Zeolites possessing micro- and meso-porosity couple the catalytic features of micropores and the improved access and transport consequence of mesopores in a single material. The catalytic behavior of Brønsted acid sites in three acidic meso-/micro-porous zeolite materials (pillared MWW, pillared MFI, and 3DOm MFI) was studied using ethanol dehydration and monomolecular conversion of propane and isobutane as probe reactions. The pillared MWW (or MCM-36) consists of a zeolitic layer structure, with independent microporosity and mesoporosity within the layers and between the layers, respectively. Pillared MFI zeolite also contains a zeolitic layer structure, but with interconnected micropore and mesopore systems. 3DOm MFI contains nanometer-sized spherical elements forming an opaline structure, with highly interconnected meso- and micro-pores. The rate and apparent activation energy of the catalytic probe reactions in zeolites possessing dual micro- and meso-porosity was comparable to conventional microporous MCM-22 (MWW) and MFI materials.

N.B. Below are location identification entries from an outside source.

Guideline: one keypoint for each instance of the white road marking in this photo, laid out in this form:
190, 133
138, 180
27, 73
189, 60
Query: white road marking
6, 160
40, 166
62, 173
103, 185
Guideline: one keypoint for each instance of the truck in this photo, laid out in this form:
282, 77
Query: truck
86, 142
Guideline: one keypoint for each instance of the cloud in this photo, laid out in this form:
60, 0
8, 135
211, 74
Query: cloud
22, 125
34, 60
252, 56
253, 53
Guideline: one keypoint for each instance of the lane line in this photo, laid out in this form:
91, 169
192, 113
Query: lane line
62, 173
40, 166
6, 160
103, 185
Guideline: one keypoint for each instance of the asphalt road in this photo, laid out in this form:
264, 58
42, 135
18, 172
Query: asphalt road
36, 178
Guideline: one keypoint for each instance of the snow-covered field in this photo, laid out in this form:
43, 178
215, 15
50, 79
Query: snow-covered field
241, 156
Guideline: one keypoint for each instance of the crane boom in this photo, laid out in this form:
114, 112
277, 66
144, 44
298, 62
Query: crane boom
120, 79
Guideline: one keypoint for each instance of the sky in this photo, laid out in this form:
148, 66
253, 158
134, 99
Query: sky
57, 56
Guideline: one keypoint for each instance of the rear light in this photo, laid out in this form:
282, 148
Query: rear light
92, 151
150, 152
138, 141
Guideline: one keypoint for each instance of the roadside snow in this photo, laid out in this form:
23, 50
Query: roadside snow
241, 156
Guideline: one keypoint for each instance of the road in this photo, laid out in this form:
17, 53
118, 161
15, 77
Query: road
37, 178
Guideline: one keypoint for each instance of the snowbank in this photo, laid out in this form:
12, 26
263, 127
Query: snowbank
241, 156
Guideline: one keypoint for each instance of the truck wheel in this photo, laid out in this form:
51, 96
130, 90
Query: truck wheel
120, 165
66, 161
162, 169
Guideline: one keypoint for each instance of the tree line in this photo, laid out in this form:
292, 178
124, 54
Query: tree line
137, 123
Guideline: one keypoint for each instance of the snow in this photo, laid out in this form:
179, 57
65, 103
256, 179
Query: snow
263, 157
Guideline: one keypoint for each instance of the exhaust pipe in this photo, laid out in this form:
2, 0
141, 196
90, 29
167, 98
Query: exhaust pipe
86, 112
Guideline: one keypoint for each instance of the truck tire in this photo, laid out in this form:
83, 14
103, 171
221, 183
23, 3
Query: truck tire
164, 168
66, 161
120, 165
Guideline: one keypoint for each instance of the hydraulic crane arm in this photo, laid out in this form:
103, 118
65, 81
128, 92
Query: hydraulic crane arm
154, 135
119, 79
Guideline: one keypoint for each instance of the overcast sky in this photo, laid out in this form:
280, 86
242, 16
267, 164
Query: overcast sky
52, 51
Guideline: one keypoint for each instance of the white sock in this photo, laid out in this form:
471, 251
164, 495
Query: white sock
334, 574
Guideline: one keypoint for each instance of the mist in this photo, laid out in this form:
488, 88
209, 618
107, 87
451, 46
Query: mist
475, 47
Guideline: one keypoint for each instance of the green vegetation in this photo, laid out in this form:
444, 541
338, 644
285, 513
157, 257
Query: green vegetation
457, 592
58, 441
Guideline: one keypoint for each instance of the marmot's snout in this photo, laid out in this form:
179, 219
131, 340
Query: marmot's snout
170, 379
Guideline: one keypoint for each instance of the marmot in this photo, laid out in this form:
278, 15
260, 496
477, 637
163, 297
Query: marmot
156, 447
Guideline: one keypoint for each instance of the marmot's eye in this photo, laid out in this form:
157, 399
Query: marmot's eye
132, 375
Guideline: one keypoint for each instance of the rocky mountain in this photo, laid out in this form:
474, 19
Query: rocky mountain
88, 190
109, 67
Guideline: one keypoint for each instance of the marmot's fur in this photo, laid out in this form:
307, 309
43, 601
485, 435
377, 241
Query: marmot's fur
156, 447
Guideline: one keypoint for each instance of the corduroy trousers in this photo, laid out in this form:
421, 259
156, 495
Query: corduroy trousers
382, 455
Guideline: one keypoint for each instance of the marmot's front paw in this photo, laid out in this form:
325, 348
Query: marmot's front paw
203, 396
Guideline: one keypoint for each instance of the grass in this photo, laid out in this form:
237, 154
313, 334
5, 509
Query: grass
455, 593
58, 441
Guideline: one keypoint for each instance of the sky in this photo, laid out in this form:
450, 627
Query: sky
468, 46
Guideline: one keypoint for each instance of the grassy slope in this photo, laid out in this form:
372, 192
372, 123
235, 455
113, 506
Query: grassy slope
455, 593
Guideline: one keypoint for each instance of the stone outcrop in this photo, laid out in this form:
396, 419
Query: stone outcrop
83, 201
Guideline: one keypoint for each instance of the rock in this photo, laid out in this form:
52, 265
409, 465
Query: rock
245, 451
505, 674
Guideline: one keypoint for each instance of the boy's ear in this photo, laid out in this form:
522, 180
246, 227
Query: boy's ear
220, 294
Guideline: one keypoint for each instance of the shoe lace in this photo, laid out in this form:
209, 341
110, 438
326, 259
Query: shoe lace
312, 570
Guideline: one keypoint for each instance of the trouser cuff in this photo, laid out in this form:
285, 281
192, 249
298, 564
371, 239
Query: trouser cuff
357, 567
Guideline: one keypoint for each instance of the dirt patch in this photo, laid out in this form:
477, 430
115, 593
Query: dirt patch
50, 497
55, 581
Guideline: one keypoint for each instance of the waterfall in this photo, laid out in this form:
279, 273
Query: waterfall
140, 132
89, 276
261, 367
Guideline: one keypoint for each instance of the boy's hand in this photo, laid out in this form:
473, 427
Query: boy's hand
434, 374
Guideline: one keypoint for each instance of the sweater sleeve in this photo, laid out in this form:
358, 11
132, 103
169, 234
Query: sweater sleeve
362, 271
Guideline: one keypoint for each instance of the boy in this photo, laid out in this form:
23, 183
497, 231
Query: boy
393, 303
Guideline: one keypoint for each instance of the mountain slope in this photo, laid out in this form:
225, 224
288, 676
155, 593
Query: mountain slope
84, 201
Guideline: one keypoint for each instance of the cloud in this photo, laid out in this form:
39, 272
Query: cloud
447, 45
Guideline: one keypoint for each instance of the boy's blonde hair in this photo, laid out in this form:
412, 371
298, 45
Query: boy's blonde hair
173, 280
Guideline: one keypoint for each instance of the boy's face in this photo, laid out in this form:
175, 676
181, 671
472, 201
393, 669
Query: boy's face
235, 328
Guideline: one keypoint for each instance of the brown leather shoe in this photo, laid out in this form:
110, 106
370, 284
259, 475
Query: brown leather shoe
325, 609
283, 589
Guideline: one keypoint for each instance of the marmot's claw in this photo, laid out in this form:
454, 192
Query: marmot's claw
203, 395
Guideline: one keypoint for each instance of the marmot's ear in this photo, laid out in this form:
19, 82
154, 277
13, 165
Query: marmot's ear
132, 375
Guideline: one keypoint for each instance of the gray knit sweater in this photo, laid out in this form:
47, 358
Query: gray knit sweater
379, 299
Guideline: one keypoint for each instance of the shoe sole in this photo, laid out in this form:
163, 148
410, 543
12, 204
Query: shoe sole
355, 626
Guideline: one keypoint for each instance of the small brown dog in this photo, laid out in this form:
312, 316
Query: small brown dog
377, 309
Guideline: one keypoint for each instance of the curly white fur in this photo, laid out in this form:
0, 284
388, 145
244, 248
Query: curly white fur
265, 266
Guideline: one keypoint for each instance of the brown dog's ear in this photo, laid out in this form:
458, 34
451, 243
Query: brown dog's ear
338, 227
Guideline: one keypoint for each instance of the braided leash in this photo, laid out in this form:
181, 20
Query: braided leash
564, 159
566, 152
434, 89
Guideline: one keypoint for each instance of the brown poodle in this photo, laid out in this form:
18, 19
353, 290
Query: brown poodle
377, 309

This similarity in kinetic behavior between materials possessing dual meso-/micro-porosity and their microporous analogues when assessed under conditions of strict kinetic control, implies that the catalytic behavior of Brønsted acid sites in materials with dual meso-/micro-porosity is preferentially dominated by the microporous environment possibly because it provides a better fit for adsorption of small alkane or alcohol reactant molecules.